Yeah, the original description was not too good. Commit cbcf01128d0a ("af_unix: fix garbage collect vs MSG_PEEK") now in Linus' tree has a much expanded description.
I note that unix_tot_inflight isn't an atomic but is read outside of locking by unix_release_sock() and wait_for_unix_gc(), which seems wrong (or at least inefficient).
I don't think it matters in practice. Do you have specific worries?
Doesn't this mean total_refs and inflight_refs can still get out of sync?
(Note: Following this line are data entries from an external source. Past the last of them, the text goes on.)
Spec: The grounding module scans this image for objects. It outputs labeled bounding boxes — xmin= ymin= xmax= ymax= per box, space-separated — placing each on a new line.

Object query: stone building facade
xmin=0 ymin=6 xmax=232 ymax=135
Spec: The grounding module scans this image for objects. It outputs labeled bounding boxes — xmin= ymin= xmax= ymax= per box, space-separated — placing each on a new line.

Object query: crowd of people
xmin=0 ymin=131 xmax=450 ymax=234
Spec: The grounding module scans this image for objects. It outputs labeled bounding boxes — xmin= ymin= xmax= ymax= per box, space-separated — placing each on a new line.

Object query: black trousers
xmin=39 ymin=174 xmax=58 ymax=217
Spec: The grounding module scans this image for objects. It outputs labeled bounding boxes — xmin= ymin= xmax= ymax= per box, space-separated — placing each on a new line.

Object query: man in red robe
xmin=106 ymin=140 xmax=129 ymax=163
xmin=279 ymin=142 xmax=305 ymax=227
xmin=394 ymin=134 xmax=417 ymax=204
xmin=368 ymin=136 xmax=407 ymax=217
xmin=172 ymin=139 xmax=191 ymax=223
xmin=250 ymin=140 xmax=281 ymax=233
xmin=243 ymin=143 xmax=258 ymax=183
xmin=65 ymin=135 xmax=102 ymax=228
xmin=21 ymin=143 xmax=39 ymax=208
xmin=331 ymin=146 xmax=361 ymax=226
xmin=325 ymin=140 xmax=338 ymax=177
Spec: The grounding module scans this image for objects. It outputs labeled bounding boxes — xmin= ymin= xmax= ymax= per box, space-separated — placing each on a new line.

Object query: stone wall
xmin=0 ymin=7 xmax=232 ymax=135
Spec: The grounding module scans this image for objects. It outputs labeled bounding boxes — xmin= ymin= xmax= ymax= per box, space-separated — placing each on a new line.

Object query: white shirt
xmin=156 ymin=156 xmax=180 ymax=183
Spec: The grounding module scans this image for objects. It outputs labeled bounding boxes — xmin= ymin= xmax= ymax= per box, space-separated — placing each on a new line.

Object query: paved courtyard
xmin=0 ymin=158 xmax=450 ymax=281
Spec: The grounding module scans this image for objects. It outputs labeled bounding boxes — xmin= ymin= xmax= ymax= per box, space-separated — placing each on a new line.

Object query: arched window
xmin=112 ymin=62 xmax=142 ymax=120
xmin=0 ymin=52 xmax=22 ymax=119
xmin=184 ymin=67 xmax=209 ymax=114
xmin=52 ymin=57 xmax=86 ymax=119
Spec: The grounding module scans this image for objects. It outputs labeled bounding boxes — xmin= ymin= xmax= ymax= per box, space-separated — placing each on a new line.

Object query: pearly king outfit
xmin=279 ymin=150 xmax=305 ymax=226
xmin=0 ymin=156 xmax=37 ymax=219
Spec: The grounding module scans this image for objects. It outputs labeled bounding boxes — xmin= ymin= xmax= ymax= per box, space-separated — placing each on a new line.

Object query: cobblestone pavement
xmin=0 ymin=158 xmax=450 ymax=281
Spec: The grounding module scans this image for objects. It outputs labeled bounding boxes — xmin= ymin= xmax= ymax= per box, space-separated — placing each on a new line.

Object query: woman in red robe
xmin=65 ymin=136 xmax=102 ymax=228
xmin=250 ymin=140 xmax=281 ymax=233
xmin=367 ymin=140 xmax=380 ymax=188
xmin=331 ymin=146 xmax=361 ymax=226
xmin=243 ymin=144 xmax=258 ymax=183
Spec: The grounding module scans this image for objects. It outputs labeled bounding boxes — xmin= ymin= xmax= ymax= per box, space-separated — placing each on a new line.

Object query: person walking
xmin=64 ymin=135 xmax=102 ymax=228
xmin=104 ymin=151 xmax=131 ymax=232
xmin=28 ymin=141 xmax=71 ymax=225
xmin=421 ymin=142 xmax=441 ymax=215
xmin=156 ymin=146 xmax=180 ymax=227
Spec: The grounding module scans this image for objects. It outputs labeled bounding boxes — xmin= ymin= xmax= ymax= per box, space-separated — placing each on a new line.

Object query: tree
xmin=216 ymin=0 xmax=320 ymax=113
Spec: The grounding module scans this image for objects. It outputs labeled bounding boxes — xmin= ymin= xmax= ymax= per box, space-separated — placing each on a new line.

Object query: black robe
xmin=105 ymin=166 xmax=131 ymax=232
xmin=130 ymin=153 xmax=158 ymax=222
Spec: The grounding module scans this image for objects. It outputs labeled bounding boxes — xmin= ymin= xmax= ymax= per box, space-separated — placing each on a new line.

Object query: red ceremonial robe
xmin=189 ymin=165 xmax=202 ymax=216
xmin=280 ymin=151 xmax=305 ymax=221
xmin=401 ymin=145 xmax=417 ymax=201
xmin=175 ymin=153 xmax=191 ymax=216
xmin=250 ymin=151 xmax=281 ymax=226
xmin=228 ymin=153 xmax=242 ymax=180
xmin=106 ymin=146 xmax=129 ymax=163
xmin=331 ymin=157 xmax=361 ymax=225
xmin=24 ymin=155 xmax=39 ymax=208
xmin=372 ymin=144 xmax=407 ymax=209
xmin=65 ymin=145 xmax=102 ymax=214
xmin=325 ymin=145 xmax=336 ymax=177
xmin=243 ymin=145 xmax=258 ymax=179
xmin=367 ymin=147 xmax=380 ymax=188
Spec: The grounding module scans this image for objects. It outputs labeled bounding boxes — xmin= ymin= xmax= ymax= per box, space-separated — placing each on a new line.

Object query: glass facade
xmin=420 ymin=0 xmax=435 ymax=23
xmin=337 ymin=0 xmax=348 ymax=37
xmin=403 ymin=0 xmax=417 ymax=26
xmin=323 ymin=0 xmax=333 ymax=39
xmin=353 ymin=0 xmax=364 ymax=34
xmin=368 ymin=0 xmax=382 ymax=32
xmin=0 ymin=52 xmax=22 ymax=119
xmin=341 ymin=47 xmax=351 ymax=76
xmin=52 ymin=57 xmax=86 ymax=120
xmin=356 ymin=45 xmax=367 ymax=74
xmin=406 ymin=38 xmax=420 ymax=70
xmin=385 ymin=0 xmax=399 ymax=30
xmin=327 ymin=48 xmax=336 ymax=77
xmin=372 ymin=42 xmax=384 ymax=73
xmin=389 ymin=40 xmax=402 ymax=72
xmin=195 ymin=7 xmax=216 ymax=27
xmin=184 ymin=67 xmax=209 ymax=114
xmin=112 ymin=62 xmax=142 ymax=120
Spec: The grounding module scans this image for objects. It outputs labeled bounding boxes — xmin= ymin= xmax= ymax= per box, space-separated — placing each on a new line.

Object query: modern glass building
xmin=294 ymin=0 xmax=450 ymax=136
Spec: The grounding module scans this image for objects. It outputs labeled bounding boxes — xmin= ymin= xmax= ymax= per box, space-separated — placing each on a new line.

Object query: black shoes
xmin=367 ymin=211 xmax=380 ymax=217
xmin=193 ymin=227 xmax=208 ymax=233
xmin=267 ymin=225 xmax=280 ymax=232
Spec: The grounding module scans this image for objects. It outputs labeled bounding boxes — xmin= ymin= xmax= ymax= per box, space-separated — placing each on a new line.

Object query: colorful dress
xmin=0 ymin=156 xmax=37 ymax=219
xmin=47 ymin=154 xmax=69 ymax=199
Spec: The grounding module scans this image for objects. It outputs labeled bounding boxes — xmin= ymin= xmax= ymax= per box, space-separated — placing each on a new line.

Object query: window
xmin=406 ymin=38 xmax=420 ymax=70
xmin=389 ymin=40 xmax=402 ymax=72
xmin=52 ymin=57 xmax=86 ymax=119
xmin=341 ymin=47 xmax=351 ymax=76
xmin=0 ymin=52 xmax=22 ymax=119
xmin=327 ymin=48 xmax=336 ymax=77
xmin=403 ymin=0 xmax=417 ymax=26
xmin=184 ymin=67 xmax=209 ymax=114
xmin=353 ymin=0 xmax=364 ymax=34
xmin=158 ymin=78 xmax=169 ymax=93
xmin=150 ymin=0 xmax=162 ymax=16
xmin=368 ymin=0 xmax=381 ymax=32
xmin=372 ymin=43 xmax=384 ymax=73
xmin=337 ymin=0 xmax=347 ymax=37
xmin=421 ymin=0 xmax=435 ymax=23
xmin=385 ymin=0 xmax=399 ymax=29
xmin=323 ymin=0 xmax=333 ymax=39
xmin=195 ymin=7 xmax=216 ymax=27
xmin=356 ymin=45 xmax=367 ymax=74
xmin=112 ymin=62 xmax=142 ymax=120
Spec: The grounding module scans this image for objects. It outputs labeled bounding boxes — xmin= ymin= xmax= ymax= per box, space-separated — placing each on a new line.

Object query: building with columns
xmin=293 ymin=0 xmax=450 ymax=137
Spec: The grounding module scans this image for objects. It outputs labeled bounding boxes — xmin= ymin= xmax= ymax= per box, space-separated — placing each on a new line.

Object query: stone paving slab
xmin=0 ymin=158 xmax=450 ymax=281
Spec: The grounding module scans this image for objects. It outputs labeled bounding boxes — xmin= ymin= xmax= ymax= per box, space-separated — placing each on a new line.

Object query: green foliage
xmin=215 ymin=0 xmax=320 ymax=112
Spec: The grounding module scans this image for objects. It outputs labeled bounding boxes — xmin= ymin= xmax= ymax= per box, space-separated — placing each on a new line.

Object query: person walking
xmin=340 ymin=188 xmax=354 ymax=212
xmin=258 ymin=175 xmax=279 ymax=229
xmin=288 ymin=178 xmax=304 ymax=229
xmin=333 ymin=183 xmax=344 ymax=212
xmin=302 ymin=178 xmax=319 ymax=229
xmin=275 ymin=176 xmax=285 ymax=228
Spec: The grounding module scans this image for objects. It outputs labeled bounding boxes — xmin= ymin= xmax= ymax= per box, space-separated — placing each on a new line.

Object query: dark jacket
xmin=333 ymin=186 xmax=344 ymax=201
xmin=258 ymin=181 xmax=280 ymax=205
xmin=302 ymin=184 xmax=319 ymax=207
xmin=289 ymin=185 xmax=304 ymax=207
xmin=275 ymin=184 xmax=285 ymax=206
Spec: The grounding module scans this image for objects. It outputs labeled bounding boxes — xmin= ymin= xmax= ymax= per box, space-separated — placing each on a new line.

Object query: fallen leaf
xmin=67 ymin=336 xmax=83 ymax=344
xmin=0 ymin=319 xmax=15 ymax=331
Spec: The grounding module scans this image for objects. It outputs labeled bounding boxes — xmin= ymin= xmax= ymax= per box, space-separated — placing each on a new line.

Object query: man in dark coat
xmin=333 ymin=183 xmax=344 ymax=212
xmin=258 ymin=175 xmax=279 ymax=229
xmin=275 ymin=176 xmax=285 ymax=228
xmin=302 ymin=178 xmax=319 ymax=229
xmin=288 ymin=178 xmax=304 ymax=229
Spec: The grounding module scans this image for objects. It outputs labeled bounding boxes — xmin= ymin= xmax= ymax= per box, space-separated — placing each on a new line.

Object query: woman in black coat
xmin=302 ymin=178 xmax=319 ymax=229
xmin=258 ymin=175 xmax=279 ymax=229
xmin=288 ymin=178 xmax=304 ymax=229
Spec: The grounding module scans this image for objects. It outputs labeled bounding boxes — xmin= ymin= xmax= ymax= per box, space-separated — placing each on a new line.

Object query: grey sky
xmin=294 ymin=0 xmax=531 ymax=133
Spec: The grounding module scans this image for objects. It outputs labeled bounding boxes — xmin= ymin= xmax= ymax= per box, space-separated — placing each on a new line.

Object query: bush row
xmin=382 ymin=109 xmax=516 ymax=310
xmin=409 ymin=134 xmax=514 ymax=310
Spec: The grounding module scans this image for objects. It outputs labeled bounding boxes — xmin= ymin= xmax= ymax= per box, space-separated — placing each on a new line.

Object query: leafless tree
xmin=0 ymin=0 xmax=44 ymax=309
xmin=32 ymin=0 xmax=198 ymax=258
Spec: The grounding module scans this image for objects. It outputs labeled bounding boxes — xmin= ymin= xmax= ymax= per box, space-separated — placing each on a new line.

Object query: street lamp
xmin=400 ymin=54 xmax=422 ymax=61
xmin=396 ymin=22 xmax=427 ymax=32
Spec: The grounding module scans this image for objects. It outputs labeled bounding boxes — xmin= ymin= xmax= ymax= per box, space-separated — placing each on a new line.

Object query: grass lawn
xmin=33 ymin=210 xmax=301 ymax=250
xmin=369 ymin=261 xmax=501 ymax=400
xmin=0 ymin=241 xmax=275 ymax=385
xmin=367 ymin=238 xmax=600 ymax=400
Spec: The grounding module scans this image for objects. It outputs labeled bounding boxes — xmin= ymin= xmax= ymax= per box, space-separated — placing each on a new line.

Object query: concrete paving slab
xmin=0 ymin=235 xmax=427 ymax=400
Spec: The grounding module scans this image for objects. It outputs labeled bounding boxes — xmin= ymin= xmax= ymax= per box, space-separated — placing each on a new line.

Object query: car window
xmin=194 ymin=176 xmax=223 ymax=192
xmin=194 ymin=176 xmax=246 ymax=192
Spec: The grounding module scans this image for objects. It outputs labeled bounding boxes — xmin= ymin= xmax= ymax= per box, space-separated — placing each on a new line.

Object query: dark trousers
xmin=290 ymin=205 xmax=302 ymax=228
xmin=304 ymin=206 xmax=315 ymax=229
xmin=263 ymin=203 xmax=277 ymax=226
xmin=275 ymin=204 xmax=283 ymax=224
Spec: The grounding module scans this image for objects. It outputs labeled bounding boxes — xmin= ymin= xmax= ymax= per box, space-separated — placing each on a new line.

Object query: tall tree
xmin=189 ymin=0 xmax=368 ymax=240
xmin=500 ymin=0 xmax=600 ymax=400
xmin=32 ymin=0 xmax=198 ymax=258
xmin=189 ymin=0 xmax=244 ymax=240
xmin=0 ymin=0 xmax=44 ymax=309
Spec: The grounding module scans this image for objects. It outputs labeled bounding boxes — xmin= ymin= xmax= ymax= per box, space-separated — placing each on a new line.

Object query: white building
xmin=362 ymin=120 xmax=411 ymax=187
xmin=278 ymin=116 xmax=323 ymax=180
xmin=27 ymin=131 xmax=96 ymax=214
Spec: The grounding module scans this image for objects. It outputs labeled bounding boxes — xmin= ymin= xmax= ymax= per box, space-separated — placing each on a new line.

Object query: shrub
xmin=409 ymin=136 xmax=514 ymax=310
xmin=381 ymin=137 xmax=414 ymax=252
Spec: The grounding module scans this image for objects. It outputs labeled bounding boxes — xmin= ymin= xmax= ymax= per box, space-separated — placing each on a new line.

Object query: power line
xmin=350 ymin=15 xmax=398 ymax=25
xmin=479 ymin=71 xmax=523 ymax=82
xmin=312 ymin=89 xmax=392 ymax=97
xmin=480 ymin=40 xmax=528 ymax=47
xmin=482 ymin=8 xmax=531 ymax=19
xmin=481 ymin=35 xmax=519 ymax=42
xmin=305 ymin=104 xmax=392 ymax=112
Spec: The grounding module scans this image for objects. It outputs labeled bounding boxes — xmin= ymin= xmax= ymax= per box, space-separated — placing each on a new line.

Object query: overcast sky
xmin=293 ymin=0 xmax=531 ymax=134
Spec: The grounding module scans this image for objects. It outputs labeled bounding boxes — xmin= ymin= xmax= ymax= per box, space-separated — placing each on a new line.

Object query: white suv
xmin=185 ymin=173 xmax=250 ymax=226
What keeps an skb from being "visible" to unix_peek_fds() between the unix_gx() spin_unlock() and the unix_peek_fds() fget()?
A: unix_gx(): spin_lock() find "total_refs == inflight_refs", add to hitlist spin_unlock() B: unix_peek_fds(): fget() A: unix_gc(): walk hitlist and free(skb) B: unix_peek_fds(): *use freed skb*
I feel like I must be missing something since the above race would appear to exist even for unix_attach_fds()/unix_detach_fds():
What you are missing is that anything that could have been peeked must not have been garbage collected. I.e. the garbage collection algorithm will find that there's an external in-flight reference to the peeked socket and so it will not add it to the hitlist.